Perthshire: About 1.5 miles north and east of Kinross, just north of A911 at Burleigh, east of Milnathort, 0.5 miles north of Loch Leven, at Burleigh Castle.
HES NO 130046 OS: 58 KY13 9GG
OPEN: View from exterior or arrange a visit (Apr-Sep) by phoning 01241 878756.
Although once a large and imposing castle, Burleigh Castle now consists of a ruined 15th-century tower of three storeys and an attic, which had bartizans at three of the corners and a caphouse
over the stair at the fourth. This tower is joined by a surviving section of courtyard wall, with a gate, to a corner tower. The corner tower is round at the base, but corbelled out and crowned with
a square chamber. The walls are pierced by shot-holes, and one of the skewputts has the date 1582 and IB/MB.

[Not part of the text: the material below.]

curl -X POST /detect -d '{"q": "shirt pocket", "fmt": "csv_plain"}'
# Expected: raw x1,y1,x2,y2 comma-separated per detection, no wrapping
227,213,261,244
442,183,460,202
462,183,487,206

The rectangular tower had a corbelled-out parapet and garret storey, but these are gone except for the remains of open rounds.
The entrance led, through a lobby, to a turnpike stair, which climbed to all storeys and was crowned by a caphouse. The basement is vaulted, and the hall was on the first floor.
‘Burghley C.’ is marked on Blaeu’s map of Fife.
This was a property of the Balfours of Burleigh from 1446, who built the castle, and was visited by James IV. It passed by marriage to James Balfour of Pittendreich in the 16th century through the heiress Margaret Balfour. He was involved in the murder of Cardinal David Beaton, and was captured at St Andrews in 1546 to spend the next two years as a galley slave of the French. On his release he sided with Mary, Queen of Scots, but then spied for the Protestant faction and revealed her military plans. He was made Lord President of the Court of Session, and was party in having James Douglas, Earl of Morton, executed for his part in the murder of Henry Stewart, Lord Darnley. He died in 1583.
In 1707 Robert Balfour, Master of Burleigh, fell in love with a young servant girl and was sent abroad to forget her. On leaving, he swore if she married,
he would return and kill her husband. She married Henry Stenhouse, the schoolmaster of Inverkeithing, and Balfour duly returned and then shot and killed the poor man. Burleigh fled, but was captured,
tried and sentenced to death by the axe. He managed to escape, however, by changing clothes with his sister, and fled to the continent. He returned and fought for the Jacobites in the 1715 Rising,
after which the family were forfeited and had lost the lands by 1718. Burleigh died unmarried in 1757. The title Balfour of Burleigh is now held by the Bruces of Kennet, who live in
Clackmannanshire.
The lands passed to the Irwins, then to Graham of Kinross.
The castle is reputedly huanted by a bogle known as Grey Mary.